C.J. Anthony Even something we love that is "fun" for us, can become a chore when it becomes a career. There's absolutely nothing wrong with taking a break when it's needed. We are not robots, we're human. I'm glad you are not going to quit writing. :)

And as for that kid, I'm so glad he is going to get some help. How brave and courageous of him to accomplish all that he has when he could have just given up. And you should be very proud that he found inspiration in your story.


message 19: by Fangtasia (new)

Fangtasia T.J., any human endeavor will be plagued by struggle and strife. Courage is defined as perseverance in achieving our goals in spite of the fear and insecurity obstacles and difficulties engender in us.

Your talent speaks for you. You have your fan base and, as your work continues to be released, it will grow exponentially.
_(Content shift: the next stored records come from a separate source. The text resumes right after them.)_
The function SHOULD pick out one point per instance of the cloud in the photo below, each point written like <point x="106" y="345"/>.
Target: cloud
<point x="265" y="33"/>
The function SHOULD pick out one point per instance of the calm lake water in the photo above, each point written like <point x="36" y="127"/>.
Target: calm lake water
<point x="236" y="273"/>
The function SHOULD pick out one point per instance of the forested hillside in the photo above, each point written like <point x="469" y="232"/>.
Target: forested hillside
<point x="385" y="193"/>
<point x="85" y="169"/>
Your actions to help this young man who wrote you speak about your character and values. Loud and clear, better than anything you or anybody could say.

Take good care and be kind to yourself, enjoy life's important things, and don't let a few detractors deprive the rest of us of the enjoyment of your work and company.

I very much look forward to reading WWA. (((Hugs)))


message 20: by Darla (new)

Darla Arnold I am so glad that you are going to continue writing, by all means take a break! You deserve it! I also want you to know how very impressed I am with the way that you have handled the controversy about BOATK, you showed true grace under pressure and that is something that you don't see much anymore. Go You!


message 21: by Sammy Goode (new)

Sammy Goode I think the Kid would tell you than n earthquake requires a bathtub--I have two in my house--just in case you ever need one! The computer cord reaches all the way in there too!


message 22: by L-D (new)

L-D Thanks for sharing, TJ. You know you'll always have friends and supporters in us.


message 23: by Rhys (new)

Rhys Ford You know, I'll always be behind up and supporting you, dude. I'm proud of you and you're a damned good writer. Don't make me go find you and duct tape you to the laptop.

Although duct tape DOES now come in pink leopard print and I've been aching to find a use for it.